Off the Namibian coastline the South Atlantic high remained of moderate strength with the core about 1000 km offshore. Between the high over land in the east and the high over the sea in the west, an area of lower pressure existed but not strong enough to be classified as a trough. The interplay between these dynamic elements gave typical winter conditions, but of a relatively mild nature.
A cold front passed Cape Agulhas earlier in the week pushed along by the migrating South Atlantic high. Its impact in Namibia, however, was limited.
The reason for this lay in the location of a strong vortex some 1000 km south-east of the Eastern Cape. This vortex was driven by two reciprocating engines. From the west the approaching South Atlantic high provided the south to north motion and on the low’s eastern flank, the Southern Indian high provided the north to south push. The result was the strong vortex. What happened then is that the South Atlantic high, as it shifts over the continent, is eroded towards the south-east, meaning it gets sucked away from Namibia and dissipates into the upper atmosphere south of Madagascar. This dramatically reduces its cold reach further north.
Ahead of the cold front, warm air flowed from north to south. This huge conveyor linked up with the lower pressure area over western Namibia and created one long contiguous band of north to south airflow. The result: mild days over Namibia’s interior with a north-easterly bias to the airflow on the surface. Behind the cold front, cold antarctic air was advected north, also in a contiguous band of interlinked vortices behind the cold front. However, when the cold air reached the Southern Cape, it was deflected to the east where it created rainy conditions over the eastern littoral, but with very little effect further north and west, notably Botswana and Namibia.
As a matter of fact, the surface anti-cyclonic circulation over the sub-continent was so dominant that the customary low pressure area formed over the coastal plain of the northern Namib. The pressure differential between the interior (from 1024 to 1028 mB) and the coastal plain (1016 to 1012 mB) manifested in strong Oosweer conditions on Thursday and Friday. Further south, over the southern Namib, the so-called anabatic effect was very strong, creating hot conditions as the compressing air released energy. This is very typical for the southern Namib, but it is a bit early. It is what one would usually expect late August to early September, after the impact from the winter rainfall season at the Cape, has subsided.
The weekend starts with the South Atlantic high stretching across almost the entire South Atlantic from the South American coastline to the African continent and merging with the high pressure cell over South Africa. Like in previous occurrences this winter, the presence of this elongated, extended South Atlantic high acts as a buffer shielding the continent from the severe antarctic cold as this air gets advected to the north.

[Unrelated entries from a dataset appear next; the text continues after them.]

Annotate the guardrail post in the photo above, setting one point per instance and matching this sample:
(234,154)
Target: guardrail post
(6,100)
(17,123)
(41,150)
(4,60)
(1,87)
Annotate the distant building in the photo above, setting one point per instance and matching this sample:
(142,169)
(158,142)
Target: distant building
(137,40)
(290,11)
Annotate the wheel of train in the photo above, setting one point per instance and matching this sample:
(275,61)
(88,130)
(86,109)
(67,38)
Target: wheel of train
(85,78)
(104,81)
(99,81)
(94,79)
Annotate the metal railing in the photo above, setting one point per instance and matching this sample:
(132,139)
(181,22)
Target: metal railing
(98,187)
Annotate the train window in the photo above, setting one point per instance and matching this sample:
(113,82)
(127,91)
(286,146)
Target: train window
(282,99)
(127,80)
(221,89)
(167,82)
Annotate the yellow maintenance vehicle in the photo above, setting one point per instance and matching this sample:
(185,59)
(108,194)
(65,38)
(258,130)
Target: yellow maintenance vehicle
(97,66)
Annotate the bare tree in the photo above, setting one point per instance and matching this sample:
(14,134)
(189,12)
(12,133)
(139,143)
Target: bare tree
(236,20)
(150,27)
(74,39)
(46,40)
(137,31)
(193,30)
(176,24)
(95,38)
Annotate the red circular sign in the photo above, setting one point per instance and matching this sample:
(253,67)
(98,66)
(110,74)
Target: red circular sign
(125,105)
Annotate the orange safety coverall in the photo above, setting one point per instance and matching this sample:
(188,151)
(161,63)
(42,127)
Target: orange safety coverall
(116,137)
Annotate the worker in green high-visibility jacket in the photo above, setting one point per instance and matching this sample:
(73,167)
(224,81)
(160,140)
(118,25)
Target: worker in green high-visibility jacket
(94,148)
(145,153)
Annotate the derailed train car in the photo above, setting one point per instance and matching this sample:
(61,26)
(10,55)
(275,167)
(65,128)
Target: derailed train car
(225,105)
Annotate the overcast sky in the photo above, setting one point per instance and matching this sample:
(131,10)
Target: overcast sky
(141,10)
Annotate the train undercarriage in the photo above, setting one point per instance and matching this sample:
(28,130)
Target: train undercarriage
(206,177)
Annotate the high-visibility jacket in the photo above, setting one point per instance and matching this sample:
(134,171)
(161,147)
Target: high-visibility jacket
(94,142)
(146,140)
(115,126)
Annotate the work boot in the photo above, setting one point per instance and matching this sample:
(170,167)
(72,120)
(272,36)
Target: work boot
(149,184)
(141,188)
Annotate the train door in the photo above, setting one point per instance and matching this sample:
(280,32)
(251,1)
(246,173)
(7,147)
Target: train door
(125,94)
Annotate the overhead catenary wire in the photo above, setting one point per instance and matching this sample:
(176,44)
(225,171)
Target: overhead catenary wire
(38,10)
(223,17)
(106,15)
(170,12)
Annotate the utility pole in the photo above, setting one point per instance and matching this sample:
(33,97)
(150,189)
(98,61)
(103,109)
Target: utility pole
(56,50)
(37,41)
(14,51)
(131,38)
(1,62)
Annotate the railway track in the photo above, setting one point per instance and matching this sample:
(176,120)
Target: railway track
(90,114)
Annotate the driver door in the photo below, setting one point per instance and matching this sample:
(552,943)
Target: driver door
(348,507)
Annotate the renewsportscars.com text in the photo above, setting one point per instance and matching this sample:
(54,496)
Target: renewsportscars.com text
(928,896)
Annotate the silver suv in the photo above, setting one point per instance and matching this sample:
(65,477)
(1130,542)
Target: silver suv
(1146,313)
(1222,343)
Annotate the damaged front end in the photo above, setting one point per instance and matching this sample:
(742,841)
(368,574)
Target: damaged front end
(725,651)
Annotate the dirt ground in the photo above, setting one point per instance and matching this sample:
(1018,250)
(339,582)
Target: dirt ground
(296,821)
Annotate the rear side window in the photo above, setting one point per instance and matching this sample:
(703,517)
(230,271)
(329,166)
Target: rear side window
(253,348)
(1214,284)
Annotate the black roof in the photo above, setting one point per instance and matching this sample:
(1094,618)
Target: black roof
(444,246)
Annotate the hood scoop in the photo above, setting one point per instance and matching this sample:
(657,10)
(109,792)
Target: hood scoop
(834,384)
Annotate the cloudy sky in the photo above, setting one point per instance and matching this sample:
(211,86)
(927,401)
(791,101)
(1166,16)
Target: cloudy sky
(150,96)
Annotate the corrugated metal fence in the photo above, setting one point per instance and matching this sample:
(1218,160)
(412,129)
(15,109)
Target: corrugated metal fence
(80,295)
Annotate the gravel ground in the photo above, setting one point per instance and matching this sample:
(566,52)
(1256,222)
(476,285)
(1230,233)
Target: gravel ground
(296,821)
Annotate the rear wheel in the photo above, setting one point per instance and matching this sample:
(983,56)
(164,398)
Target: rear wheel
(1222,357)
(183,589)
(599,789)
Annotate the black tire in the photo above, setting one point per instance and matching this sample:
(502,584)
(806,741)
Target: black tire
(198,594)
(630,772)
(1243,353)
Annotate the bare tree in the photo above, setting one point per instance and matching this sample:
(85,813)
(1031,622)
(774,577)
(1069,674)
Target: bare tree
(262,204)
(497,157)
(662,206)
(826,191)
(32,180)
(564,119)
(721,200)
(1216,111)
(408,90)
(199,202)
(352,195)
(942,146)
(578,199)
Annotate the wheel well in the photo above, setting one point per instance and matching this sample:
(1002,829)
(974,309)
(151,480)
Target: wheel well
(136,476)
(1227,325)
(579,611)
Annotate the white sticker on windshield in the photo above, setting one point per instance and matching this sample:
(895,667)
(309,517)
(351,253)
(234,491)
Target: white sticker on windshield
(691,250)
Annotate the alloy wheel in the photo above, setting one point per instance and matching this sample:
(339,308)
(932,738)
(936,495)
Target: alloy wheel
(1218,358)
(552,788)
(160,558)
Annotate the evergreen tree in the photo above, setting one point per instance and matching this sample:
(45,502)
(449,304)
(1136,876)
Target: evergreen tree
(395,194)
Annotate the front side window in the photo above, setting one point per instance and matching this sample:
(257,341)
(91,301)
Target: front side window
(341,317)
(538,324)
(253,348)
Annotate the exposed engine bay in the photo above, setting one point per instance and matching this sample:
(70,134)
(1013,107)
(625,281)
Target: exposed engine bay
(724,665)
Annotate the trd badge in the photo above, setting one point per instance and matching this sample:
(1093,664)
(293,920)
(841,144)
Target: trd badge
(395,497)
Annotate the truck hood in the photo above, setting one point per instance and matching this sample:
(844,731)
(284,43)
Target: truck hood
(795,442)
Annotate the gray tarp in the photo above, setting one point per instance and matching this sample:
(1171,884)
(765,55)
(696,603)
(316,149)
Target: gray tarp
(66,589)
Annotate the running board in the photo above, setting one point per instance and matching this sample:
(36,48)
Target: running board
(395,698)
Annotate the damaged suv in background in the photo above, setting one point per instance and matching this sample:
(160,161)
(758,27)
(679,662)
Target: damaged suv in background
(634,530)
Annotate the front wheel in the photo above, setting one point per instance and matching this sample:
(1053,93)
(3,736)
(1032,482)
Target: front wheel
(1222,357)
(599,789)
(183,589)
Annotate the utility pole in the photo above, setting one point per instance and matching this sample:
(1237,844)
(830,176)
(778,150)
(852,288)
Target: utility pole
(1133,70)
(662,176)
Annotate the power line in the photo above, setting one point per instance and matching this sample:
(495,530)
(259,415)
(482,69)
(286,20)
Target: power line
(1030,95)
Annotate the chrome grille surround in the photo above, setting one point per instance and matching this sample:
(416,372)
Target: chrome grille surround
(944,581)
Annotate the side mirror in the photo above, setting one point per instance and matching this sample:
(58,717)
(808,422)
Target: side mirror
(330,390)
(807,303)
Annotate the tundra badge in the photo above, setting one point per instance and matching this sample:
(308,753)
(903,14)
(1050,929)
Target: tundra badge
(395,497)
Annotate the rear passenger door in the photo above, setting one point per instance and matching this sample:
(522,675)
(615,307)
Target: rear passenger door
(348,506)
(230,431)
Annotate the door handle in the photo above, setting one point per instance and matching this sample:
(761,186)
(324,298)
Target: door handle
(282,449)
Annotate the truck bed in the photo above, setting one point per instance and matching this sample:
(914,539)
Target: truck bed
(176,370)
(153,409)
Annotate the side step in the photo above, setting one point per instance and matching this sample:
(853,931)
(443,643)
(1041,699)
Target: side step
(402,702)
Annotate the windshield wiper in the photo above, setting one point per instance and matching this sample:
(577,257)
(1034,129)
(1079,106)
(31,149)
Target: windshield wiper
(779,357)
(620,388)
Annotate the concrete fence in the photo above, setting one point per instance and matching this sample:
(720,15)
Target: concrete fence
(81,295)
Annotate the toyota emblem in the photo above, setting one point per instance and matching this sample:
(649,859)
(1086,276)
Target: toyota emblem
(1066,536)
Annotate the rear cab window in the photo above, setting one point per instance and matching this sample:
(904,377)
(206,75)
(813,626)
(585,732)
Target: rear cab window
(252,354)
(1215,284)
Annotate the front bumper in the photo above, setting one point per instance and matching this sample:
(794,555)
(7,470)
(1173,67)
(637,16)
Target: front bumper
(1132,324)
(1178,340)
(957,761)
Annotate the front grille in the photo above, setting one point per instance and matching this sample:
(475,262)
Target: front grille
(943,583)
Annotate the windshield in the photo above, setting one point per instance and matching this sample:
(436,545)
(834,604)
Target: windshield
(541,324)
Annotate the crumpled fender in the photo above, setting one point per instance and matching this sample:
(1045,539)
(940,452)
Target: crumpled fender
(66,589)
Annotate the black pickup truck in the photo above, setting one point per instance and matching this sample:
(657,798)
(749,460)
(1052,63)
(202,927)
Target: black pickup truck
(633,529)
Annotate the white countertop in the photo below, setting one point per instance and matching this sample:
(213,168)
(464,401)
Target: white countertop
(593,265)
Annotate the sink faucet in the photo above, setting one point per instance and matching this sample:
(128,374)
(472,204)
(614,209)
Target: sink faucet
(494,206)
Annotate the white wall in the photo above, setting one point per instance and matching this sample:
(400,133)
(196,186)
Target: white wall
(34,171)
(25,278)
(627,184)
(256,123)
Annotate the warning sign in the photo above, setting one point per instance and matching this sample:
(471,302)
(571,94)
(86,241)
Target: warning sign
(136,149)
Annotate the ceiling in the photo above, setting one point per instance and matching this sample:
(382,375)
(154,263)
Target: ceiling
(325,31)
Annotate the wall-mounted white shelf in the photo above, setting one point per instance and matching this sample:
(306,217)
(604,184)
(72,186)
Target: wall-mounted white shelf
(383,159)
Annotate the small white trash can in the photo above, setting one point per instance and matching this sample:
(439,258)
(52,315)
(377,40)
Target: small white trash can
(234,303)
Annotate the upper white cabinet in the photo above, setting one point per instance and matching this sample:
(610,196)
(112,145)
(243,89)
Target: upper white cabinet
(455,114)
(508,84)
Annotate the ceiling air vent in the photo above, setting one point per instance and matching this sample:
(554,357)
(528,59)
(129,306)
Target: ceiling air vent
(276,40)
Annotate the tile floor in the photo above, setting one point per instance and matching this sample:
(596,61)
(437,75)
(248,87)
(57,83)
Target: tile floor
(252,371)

During Saturday, the strong airflow from the north keeps bringing in warmer air from Angola which crosses Namibia from the Cunene to the Kalahari. This warmer air splits the high pressure cell into two, reverting to the normal positions over the ocean and over the continent. This creates a south to north corridor on the leading (eastern) edge on the South Atlantic high which should see temperatures drop during Sunday, especially in the Karas Region. This system migrates from west to east and while doing so, will bring colder (cool) conditions to the Hardap Region and then to Khomas. By Monday evening, the cold intrusion should be over the Kalahari with colder conditions along the Botswana border on Tuesday. No frost is expected.